Mais à une époque où cinq géants des nouvelles technologies figurent au palmarès mondial des dix plus grandes entreprises, on ne sait plus très bien où s’arrêtent les affaires et où commence la charité. En travaillant pour différents secteurs, de l’éducation à la santé en passant par les transports, ces plates-formes numériques bénéficient d’une opportunité que ne connaissaient pas les magnats industriels du siècle dernier : elles peuvent continuer à vendre leur produit phare — en substance, de l’espoir enrobé d’une multitude de couches de données, d’écrans et de capteurs —, sans avoir besoin d’investir dans des activités non productives.
Facebook en guérisseur (...)
Le terme de « philanthrocapitalisme », employé tant par ses partisans que par ses détracteurs, semble trompeur, car de tels projets n’ont pas grand chose à voir avec la philanthropie. Sans être admirateur de M. Ford ou de M. Rockefeller, force est de reconnaître que leurs entreprises philanthropiques n’étaient pas motivées par l’appât du gain, quelles que fussent leurs véritables intentions politiques. Mais peut-on en dire autant des « barons voleurs » de l’ère numérique ?
S’il est trop tôt pour juger de l’engagement de M. Zuckerberg pour la santé, on peut néanmoins se pencher sur ses initiatives dans le domaine de l’éducation. Après une donation personnelle de Zuckerberg de 100 millions de dollars à des écoles du New Jersey, un investissement qui tarde d’ailleurs à porter ses fruits, la Chan Zuckerberg Initiative a financé des entreprises censées faciliter l’accès à l’éducation dans les pays en voie de développement.
Facebook en éducateur
L’entreprise caritative a ainsi versé de l’argent à Andela, une start-up basée à Lagos (Nigéria) qui forme des programmeurs, sur le modèle d’autres initiatives du même genre, comme celle de Google (à travers GV, son fonds de placement) et Omidyar Network, une société d’investissement qui appartient aussi à un milliardaire des nouvelles technologies. Quelques semaines plus tard, l’un des co-fondateurs d’Andela s’est retiré pour lancer une start-up spécialisée dans le paiement — sauver le monde ouvre décidément bien des possibilités.
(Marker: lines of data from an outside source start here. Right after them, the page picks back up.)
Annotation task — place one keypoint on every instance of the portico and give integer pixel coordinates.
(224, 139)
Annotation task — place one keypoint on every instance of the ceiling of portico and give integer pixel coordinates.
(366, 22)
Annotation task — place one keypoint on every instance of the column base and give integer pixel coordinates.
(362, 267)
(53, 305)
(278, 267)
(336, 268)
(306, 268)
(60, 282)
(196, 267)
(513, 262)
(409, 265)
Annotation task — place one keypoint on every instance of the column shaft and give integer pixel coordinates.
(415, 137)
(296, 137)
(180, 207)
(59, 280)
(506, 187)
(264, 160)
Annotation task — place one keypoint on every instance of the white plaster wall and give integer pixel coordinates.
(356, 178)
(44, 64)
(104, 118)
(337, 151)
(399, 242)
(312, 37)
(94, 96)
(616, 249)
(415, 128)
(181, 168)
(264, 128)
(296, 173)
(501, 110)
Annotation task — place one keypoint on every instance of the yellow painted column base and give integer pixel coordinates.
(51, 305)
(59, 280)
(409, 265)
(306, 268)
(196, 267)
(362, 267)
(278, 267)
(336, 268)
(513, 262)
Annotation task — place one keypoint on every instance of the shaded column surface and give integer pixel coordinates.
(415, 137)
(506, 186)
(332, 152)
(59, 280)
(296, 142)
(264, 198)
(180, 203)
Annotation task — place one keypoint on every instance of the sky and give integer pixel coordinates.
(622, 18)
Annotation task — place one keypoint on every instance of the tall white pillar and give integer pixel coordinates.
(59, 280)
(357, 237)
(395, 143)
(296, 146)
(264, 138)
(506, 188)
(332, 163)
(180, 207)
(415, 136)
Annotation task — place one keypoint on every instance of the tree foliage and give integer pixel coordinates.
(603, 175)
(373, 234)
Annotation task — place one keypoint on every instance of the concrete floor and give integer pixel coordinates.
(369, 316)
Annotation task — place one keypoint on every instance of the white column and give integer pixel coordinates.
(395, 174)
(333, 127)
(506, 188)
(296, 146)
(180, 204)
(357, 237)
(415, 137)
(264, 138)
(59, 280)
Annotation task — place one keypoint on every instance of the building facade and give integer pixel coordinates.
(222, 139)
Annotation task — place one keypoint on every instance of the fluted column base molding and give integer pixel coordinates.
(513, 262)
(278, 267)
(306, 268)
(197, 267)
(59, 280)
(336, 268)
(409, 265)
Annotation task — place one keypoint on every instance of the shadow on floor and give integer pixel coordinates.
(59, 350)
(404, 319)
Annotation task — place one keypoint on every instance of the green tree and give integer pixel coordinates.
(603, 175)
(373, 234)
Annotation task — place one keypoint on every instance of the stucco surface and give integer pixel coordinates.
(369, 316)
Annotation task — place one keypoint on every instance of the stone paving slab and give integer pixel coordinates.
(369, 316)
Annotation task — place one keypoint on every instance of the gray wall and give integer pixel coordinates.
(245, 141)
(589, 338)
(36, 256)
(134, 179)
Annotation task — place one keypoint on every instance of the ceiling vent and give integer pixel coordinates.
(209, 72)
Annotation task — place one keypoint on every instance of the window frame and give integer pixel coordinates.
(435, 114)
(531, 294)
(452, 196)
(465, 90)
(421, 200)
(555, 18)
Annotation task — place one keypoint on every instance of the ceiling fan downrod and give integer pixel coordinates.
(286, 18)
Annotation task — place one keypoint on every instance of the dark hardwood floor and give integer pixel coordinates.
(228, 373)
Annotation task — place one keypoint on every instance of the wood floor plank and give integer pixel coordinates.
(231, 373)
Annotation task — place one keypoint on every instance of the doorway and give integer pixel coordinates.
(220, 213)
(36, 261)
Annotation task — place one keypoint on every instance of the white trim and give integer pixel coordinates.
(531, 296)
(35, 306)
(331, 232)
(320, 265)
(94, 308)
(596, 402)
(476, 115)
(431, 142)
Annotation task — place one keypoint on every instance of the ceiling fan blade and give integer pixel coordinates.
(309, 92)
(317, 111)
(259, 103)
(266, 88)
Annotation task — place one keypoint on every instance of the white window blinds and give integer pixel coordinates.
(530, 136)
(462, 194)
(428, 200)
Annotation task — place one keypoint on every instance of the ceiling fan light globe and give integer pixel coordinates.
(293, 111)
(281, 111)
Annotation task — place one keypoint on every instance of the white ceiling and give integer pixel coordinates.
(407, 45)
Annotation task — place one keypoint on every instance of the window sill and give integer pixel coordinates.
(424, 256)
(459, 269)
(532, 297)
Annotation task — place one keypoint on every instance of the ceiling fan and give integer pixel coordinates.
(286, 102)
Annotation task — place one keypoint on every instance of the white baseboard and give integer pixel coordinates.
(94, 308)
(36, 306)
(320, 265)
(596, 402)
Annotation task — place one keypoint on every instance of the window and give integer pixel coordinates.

Soif de profits ou sincère volonté d’aider ? Si vous ne parvenez pas à y voir clair dans ces motivations, ne cherchez pas l’erreur, le flou est délibéré. Tandis que les œuvres caritatives de Ford et Carnegie visaient à racheter les péchés commis au nom d’un capitalisme avide, les gens comme Zuckerberg et Omidyar veulent nous convaincre qu’une fois pleinement déployé dans la société, ce même capitalisme avide fera des merveilles. (...)
La pseudo-philanthropie d’aujourd’hui n’est souvent qu’un moyen détourné de générer des profits en formant des êtres rationnels, calculateurs et animés de l’esprit d’entreprise, qui raffoleront à leur tour d’autres formes de technologies personnalisées. Un tel apprentissage convient parfaitement aux besoins des multinationales de conseil et des géants de la technologie. (...)
Prenons garde à ne pas céder au syndrome de Stockholm en sympathisant avec les ravisseurs de notre démocratie. D’une part, vu les impôts dérisoires que rapportent les entreprises de hautes technologie, il est logique que le secteur public ne parvienne pas à évoluer assez vite. D’autre part, en donnant systématiquement au secteur privé une longueur d’avance au moyen d’innovations qu’elles conçoivent et maîtrisent, les élites de la technologie peuvent être pratiquement sûres que la population préférera toujours les technologies privées mais fluides à leurs équivalents publics un peu désuets.
On devrait s’inquiéter, et non se réjouir, de ne plus pouvoir distinguer la philanthropie de la spéculation. Face à une Silicon Valley si désireuse de sauver le monde, on ferait bien de se demander qui nous sauvera enfin de la Silicon Valley.